“Love is not different from truth. Love is that state in which the thought process, as time, has completely ceased. Where love is, there is transformation. Without love, revolution has no meaning, for the revolution is merely destruction, decay, a greater and greater ever-mounting mystery. Where there is love, there is revolution, because love is transformation from moment to moment.”
— J. Krishnamurti

“I had this storage shed for about two years, and every month I would write the rent check. It would disturb me, because I was writing a rent check for a storage shed, and I didn't even know what was in it anymore. The thought of renting a truck, going over there, digging all of the stuff out, looking through the boxes, figuring out what to do with it was so bad that I would just mail the rent check. The next month, I would go through the whole process again.

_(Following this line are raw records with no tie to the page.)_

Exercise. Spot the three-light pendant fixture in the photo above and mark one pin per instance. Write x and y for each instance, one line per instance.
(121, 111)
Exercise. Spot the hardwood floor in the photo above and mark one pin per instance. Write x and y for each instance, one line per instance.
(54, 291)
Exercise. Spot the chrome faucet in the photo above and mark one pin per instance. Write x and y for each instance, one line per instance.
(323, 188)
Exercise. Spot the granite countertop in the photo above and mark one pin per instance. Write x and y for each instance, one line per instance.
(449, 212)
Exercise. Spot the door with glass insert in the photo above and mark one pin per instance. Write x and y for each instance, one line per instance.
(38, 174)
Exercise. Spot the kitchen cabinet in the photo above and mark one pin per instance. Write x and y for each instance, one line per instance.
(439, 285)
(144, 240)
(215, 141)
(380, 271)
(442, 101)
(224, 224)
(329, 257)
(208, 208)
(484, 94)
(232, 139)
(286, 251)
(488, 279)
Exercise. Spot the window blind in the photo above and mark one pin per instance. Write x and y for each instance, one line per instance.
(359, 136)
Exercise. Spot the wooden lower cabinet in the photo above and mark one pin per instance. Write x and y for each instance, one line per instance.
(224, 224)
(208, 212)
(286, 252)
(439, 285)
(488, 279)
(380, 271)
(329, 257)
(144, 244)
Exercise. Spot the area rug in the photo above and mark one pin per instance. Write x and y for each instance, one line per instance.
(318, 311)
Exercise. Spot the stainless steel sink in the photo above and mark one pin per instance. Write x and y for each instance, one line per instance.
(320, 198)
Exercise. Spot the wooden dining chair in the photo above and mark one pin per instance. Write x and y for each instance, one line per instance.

One day, I rented a truck. I took the boxes unopened and put them in the back of the truck. I drove to the dump and pushed the boxes out. To this day I don’t know what I got rid of, but I haven’t missed it. If I hadn’t need it in two years, I wasn’t going to need it again. Maybe I threw out some good stuff, but that was all I could handle at that point in time. It’s a great metaphor for yoga. Just let it go. You don’t have to pull it all out of the boxes and figure it all out. You can just toss it. Who are you if you don’t own all that stuff? Yoga says you’re free.”
—Rama Berch as interviewed in
Yogi Bare: Naked Truth from America’s Leading Yoga Teachers

“[As a yoga teacher] I just wanted to try to be myself. I wanted to communicate the essence of yoga is one’s own divinity, but I could never come out and say, point blank, ‘Find out who you are. Ask yourself the most important question of your life, ‘Who am I?’ ’
          I learned that if you share who you are with people, it will naturally help them reflect on who they are. A lot of the television show was sharing my own experience, but the postures, the breathing, and the relaxation was woven through it. The underlying message was, ‘Know thyself,’ and the importance of universal love. If you are loving with no strings attached, even through the medium of television, people can feel it. I have had countless letters from people saying, ‘I can feel your caring.’ Human beings will bloom if you come from that place inside yourself. You don’t have to say anything, but if you come from the core of universal love, everything else will follow. It has taken years for me to understand that.”